Bailey calls for spending cuts instead of tax increases to combat state debt
Republican House hopeful Darren Bailey shudders to think of what could be.
“My prediction is if J.B. Pritzker is elected governor in four years we will be at the bottom of the barrel,” Bailey told the SE Illinois News. “What that translates to mean is the state of Illinois will be unable to bring in any more money between all the people and businesses leaving the state and those that will refuse to come.”
Bailey views growing talk of a statewide property tax hike aimed at paying down pension debt as more misguided maneuvering. Endorsed by the Federal Reserve Bank of Chicago, the plan would work by raising property taxes by approximately 50 percent over each of the next 30 years.

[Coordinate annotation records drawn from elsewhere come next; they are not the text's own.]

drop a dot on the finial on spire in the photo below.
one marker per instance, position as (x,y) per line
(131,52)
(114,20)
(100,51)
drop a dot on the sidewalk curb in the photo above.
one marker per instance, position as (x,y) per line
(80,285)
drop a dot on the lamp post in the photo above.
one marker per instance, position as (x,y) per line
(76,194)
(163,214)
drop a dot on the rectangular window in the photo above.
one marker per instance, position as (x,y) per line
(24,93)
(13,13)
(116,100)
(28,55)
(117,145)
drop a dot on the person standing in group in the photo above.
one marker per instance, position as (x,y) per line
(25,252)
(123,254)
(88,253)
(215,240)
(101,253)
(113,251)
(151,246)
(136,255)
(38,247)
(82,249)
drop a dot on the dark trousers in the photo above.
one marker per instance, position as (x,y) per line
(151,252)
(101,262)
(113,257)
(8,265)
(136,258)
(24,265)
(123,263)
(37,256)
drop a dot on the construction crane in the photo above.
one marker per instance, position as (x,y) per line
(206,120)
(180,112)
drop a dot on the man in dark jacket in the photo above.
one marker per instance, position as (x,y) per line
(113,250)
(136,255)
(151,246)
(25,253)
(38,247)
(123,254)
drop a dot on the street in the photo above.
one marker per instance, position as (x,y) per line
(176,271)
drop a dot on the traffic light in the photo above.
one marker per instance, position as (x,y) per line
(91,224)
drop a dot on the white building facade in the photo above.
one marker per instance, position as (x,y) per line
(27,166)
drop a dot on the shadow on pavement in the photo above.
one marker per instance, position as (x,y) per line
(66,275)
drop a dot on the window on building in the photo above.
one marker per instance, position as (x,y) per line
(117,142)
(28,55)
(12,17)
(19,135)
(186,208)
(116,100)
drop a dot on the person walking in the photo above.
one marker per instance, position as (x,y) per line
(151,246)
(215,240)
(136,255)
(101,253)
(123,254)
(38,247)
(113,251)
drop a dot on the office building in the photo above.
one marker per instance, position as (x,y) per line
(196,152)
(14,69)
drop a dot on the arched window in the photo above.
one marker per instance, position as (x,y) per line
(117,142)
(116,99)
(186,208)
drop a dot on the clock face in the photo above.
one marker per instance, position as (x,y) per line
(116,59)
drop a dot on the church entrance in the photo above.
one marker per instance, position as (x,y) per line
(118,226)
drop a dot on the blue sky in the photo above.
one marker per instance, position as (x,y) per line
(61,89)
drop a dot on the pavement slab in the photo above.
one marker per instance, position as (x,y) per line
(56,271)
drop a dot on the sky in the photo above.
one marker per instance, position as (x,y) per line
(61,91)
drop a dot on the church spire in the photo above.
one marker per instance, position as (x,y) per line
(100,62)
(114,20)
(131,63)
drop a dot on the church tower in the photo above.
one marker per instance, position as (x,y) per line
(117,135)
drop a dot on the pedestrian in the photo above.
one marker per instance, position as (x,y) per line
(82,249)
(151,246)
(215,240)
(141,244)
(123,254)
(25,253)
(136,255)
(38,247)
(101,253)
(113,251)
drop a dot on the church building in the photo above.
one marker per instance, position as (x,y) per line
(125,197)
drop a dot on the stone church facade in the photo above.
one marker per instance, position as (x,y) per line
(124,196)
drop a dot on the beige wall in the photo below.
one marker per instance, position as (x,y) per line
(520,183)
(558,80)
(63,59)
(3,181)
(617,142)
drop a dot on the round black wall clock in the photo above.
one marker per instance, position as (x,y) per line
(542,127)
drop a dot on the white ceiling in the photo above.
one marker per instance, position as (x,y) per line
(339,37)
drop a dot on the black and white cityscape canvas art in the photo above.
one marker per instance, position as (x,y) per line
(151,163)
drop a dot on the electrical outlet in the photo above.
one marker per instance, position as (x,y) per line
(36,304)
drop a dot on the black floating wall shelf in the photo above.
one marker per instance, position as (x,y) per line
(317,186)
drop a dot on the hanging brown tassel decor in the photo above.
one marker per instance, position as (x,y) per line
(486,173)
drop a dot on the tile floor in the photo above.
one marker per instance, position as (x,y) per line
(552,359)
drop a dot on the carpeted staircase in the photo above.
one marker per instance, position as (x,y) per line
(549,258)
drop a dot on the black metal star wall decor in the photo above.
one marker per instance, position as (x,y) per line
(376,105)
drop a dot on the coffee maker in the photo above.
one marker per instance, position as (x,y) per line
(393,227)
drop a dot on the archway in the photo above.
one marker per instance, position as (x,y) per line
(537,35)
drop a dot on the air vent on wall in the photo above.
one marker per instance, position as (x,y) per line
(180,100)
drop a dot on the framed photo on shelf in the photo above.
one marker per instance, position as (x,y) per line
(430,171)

“Taxpayers have already shown us what they think of this way of governing with the way they’ve been leaving the state in droves,” said Bailey, who is running against Democrat Cynthia Given in the 109th District. “We have to look for other solutions, and the first one should be about spending cuts. As a government, we have to learn to live within our means and be more efficient.”
With Illinois homeowners already paying the highest property taxes in the country at 2.67 percent of a home’s value, the DuPage Policy Journal previously reported the plan would increase annual taxes on a home valued at $500,000 by roughly $5,000, which is more than enough to pay off the state's pension liabilities, according to economists with the Federal Bank of Chicago.
And all the taxation might not end there, as Ford, Lake, Kane, Frankfort and Will counties all have referendums for a proposed 1-percent sales tax increase.
Illinois Policy Institute (IPI) reports much of Will County's newly generated windfall has been earmarked for local school districts, with more than a dozen schools supporting the measure.
Placed in the newly formed category of County School Facility Occupation Tax (CSFT), the sales tax increase would put the tax burden of some Will County residents in the same neighborhood as the 10.25 percent paid by residents in Chicago, home to the highest combined sales tax rate in the country, IPI states.
In Frankfort, the sales tax rate would jump from 7 percent to 8 percent.
“None of this comes as a fair deal to the taxpayer,” Bailey said. “It’s the price you pay for elected officials making deals with their own benefit in mind as opposed to the people they’re supposed to have been representing.
The 109th House District includes Clay, Edwards, Effingham, Jasper, Lawrence, Richland, Wabash, Wayne and White counties.